直系尊属である父親を殺害した場合は死刑か無期懲役のどちらかになるが、弁護士である大貫大八は本件の異常さ・悲惨さを裁判官や傍聴者に伝えるべく、事件の詳細をできるだけ細かく語るようチヨに頼みかけた。
生い立ちから始まり、父親から初めて関係を迫られた日のことなど、事件に至るまでの経緯をチヨが語るうち、本人の目からも自然と涙がこぼれた。

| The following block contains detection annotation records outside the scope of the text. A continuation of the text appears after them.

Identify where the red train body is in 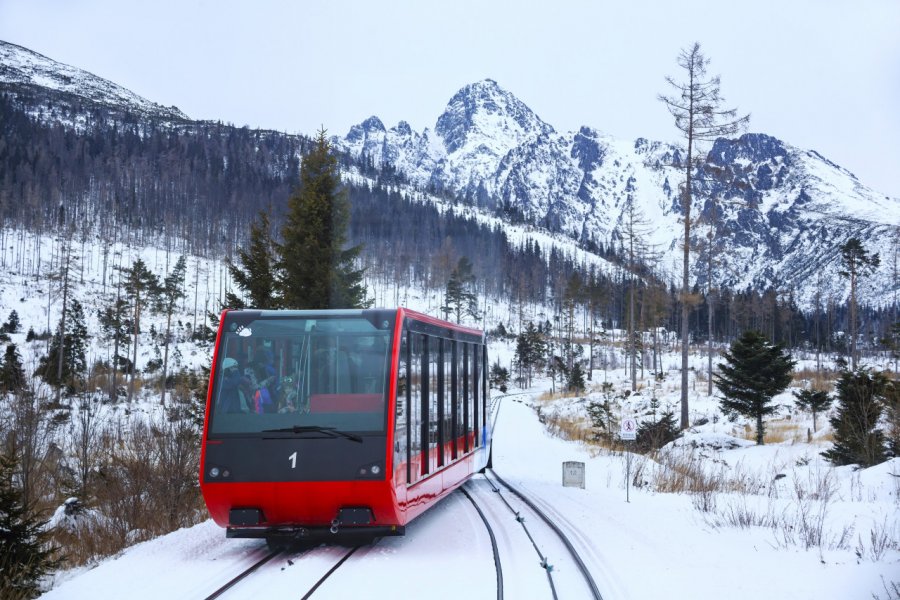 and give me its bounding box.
[200,308,491,543]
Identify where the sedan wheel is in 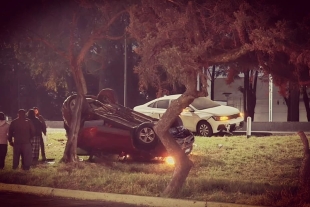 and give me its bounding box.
[197,121,213,137]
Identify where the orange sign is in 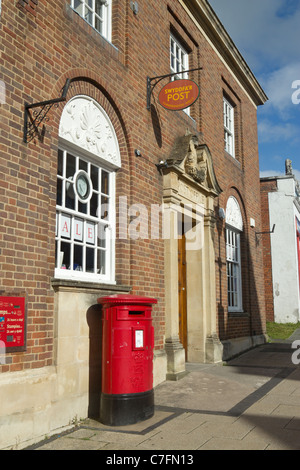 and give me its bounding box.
[158,80,200,111]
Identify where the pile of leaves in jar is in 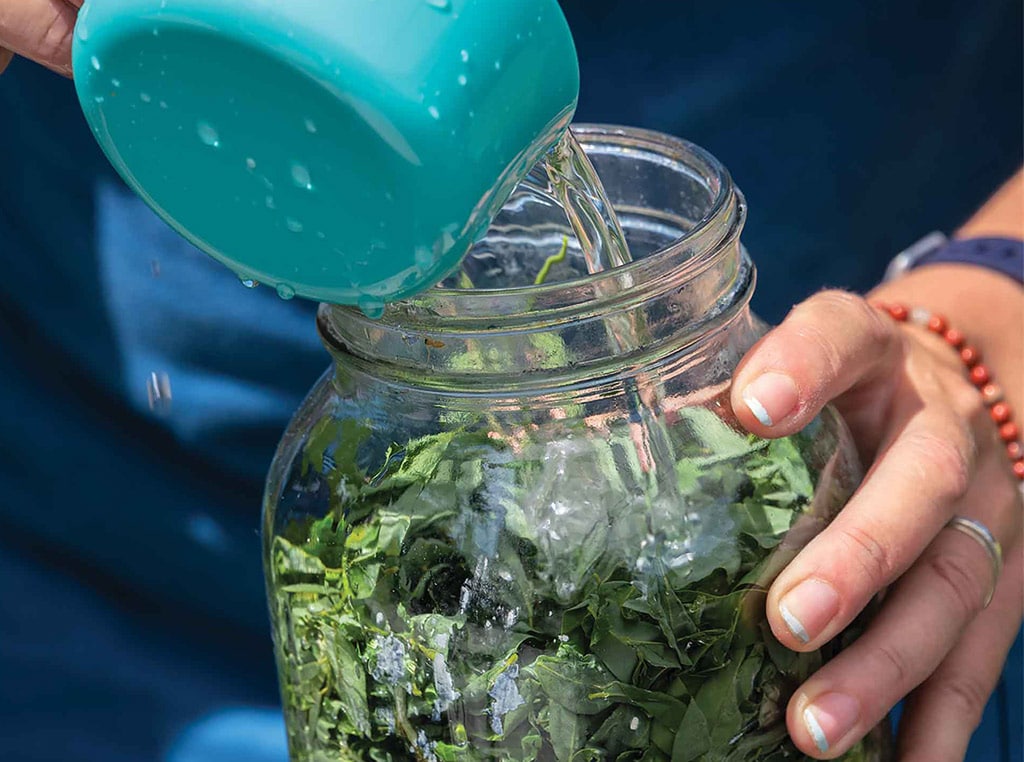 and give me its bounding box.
[269,409,869,762]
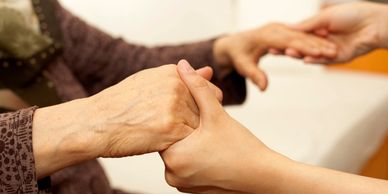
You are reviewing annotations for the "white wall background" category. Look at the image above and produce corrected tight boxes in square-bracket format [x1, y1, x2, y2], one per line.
[55, 0, 336, 194]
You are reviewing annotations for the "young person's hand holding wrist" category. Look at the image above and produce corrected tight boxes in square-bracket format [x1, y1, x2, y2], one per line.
[33, 65, 222, 178]
[161, 59, 388, 194]
[161, 59, 288, 193]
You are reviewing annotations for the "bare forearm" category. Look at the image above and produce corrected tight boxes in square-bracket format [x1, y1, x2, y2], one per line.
[33, 99, 98, 179]
[242, 155, 388, 194]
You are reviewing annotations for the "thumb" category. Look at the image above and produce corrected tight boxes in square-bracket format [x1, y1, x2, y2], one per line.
[290, 13, 328, 32]
[196, 67, 213, 81]
[178, 60, 222, 117]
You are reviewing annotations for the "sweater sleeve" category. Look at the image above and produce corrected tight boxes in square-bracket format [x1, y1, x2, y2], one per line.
[0, 107, 38, 193]
[56, 4, 246, 104]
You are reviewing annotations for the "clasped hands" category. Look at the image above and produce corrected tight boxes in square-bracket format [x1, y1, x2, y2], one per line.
[33, 3, 388, 193]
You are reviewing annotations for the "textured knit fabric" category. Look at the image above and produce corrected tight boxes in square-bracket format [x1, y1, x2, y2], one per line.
[0, 1, 246, 194]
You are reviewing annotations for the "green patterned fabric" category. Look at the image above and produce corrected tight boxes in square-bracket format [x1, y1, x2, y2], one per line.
[0, 7, 53, 59]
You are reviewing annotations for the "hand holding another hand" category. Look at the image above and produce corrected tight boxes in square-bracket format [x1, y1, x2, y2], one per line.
[33, 65, 222, 177]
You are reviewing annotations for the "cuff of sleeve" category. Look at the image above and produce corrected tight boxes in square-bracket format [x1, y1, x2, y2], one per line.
[0, 107, 38, 193]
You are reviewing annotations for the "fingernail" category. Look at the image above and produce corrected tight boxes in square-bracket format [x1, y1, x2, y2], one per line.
[178, 59, 194, 72]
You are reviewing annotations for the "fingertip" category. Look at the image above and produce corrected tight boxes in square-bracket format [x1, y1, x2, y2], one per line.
[285, 48, 303, 59]
[178, 59, 194, 73]
[253, 73, 268, 92]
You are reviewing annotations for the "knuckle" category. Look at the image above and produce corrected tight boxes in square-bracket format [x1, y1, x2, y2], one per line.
[165, 173, 181, 187]
[194, 77, 208, 89]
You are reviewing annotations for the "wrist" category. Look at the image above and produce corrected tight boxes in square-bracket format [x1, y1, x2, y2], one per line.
[229, 147, 295, 194]
[33, 99, 97, 178]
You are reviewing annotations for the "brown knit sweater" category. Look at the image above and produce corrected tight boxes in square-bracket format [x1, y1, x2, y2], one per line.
[0, 1, 246, 194]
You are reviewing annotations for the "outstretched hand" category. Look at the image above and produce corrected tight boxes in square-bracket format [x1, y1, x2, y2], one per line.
[291, 2, 388, 64]
[214, 23, 336, 90]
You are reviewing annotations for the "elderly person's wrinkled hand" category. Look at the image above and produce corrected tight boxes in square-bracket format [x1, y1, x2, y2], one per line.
[33, 65, 222, 177]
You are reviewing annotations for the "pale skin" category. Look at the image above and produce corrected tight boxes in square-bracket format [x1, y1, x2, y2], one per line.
[161, 61, 388, 194]
[33, 65, 222, 178]
[282, 2, 388, 64]
[25, 24, 335, 178]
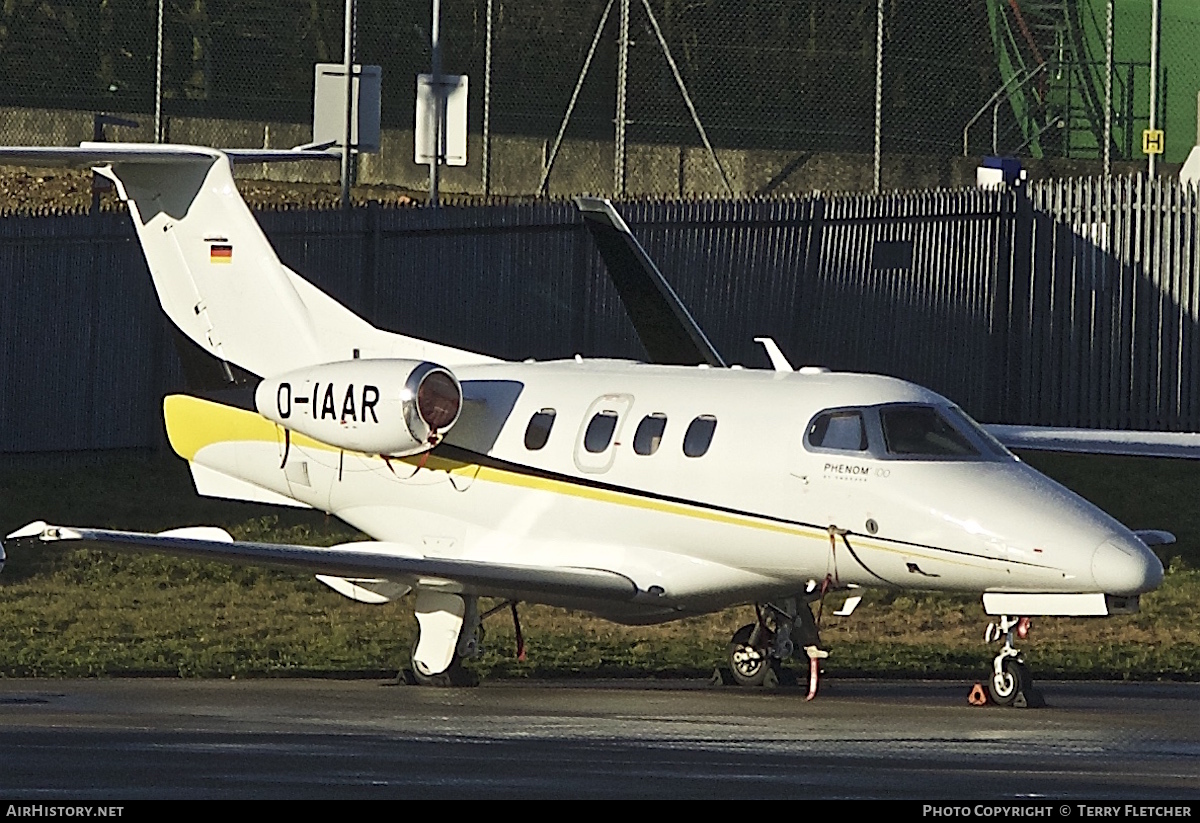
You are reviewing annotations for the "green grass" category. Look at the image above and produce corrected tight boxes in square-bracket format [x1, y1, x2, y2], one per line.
[0, 455, 1200, 680]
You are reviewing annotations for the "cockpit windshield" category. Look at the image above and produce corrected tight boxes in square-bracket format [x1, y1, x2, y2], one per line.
[804, 403, 1015, 461]
[880, 406, 979, 457]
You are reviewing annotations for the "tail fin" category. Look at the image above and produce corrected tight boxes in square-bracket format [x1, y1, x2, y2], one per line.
[0, 143, 493, 377]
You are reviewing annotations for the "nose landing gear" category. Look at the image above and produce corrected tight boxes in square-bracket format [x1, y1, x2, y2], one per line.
[984, 614, 1045, 709]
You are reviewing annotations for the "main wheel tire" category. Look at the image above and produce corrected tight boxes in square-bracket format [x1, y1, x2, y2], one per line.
[988, 657, 1033, 705]
[728, 623, 778, 687]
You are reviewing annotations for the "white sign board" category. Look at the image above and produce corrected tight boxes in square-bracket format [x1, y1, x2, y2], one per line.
[414, 74, 467, 166]
[312, 62, 382, 152]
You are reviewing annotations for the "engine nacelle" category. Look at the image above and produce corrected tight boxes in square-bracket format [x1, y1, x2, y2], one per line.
[254, 360, 462, 457]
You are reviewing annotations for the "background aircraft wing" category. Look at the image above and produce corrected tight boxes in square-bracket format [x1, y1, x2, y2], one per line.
[575, 197, 725, 366]
[984, 425, 1200, 459]
[5, 522, 637, 602]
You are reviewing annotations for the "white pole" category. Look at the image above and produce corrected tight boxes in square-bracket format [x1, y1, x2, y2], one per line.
[1104, 0, 1112, 180]
[430, 0, 445, 206]
[871, 0, 883, 194]
[342, 0, 354, 209]
[482, 0, 492, 197]
[612, 0, 629, 197]
[154, 0, 162, 143]
[1148, 0, 1162, 178]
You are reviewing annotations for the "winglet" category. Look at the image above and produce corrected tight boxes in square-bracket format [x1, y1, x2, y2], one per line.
[5, 521, 46, 540]
[575, 197, 725, 367]
[754, 337, 796, 372]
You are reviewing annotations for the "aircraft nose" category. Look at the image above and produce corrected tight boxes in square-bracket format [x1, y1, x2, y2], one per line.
[1092, 535, 1163, 595]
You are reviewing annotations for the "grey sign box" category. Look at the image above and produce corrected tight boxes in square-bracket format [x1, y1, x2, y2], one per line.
[413, 74, 468, 166]
[312, 62, 383, 152]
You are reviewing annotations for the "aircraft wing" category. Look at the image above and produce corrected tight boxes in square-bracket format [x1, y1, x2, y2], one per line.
[0, 521, 637, 602]
[0, 143, 338, 168]
[984, 425, 1200, 459]
[575, 197, 725, 366]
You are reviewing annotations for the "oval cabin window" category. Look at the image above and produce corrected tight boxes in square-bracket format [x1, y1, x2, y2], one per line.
[683, 414, 716, 457]
[583, 410, 617, 455]
[634, 414, 667, 455]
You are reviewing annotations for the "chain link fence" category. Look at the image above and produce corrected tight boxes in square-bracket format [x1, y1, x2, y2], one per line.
[0, 0, 1200, 197]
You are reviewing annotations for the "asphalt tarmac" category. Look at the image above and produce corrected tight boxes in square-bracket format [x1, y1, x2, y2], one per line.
[0, 679, 1200, 803]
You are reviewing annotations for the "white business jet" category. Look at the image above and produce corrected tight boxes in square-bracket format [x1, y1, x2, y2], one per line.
[0, 144, 1168, 703]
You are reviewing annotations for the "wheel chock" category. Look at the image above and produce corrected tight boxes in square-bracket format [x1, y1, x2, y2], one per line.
[967, 683, 988, 705]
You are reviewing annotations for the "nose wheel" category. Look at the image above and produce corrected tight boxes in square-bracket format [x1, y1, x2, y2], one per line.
[984, 614, 1045, 708]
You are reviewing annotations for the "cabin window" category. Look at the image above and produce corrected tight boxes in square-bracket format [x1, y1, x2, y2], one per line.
[526, 409, 558, 451]
[683, 414, 716, 457]
[880, 406, 979, 457]
[634, 414, 667, 455]
[583, 409, 617, 455]
[808, 410, 866, 451]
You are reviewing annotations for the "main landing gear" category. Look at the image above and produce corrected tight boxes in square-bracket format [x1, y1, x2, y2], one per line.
[984, 614, 1045, 709]
[727, 597, 829, 699]
[401, 589, 524, 687]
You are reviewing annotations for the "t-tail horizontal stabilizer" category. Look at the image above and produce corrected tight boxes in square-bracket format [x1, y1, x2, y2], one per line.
[0, 143, 494, 378]
[984, 425, 1200, 459]
[575, 197, 725, 366]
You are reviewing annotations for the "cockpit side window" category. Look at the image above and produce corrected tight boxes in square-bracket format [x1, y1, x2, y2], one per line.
[808, 409, 866, 451]
[526, 409, 558, 451]
[880, 406, 979, 457]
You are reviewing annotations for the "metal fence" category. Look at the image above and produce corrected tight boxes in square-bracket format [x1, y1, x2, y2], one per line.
[0, 178, 1200, 452]
[0, 0, 1200, 196]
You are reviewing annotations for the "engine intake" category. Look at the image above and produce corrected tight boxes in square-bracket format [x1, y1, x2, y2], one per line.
[254, 360, 462, 457]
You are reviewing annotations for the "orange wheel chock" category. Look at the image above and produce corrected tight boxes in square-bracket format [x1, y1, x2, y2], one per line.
[967, 683, 988, 705]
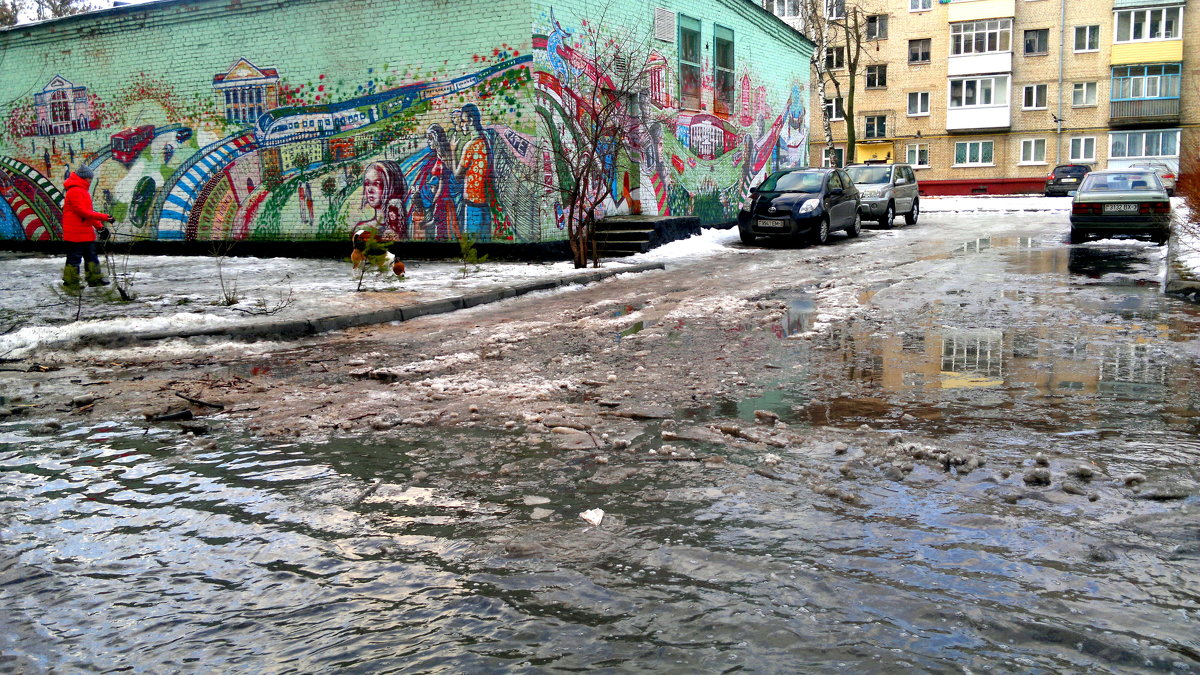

法廷は水を打ったように静まり返ったという。

刑法200条の違憲判決

尊属殺人の200条は死刑または無期懲役のみに限っている点において、加重の程度が極端であり、著しく不合理な差別的取扱いをするものであるとされ違憲判決がでた。

そして199条が適用され懲役3年6カ月執行猶予3年の判決となった。

報酬はカバン一杯のジャガイモ

弁護士の大貫大八はガンで死亡し、最高裁からは養子である大貫正一が引き継いだ。
報酬はカバン一杯のジャガイモだった。
大貫はインタビューにこう答えている。

「貧しいお家だったから、お金なんて取れないですよ。ジャガイモはちゃんと美味しくいただきましたよ」
「オヤジも私もこらあえらい事件だと思った。これが実刑になったら大変だ。だって、可哀想じゃないか……実刑を逃れるには、200条を憲法違反にして無効にするしかない、と。合憲判決は高く厚く積み上がってましたからね、大きな挑戦でした」

事件を忘れて自分の人生を

大貫弁護士の元には、確定判決後もチヨからの連絡が届いていたが、大貫は「もう年賀状を出すのはやめなさい。年賀状を私宛に書くたびに、あなたは事件のことを思い出している。わたしごと忘れてあなたの人生を生きなさい」と返事を出した。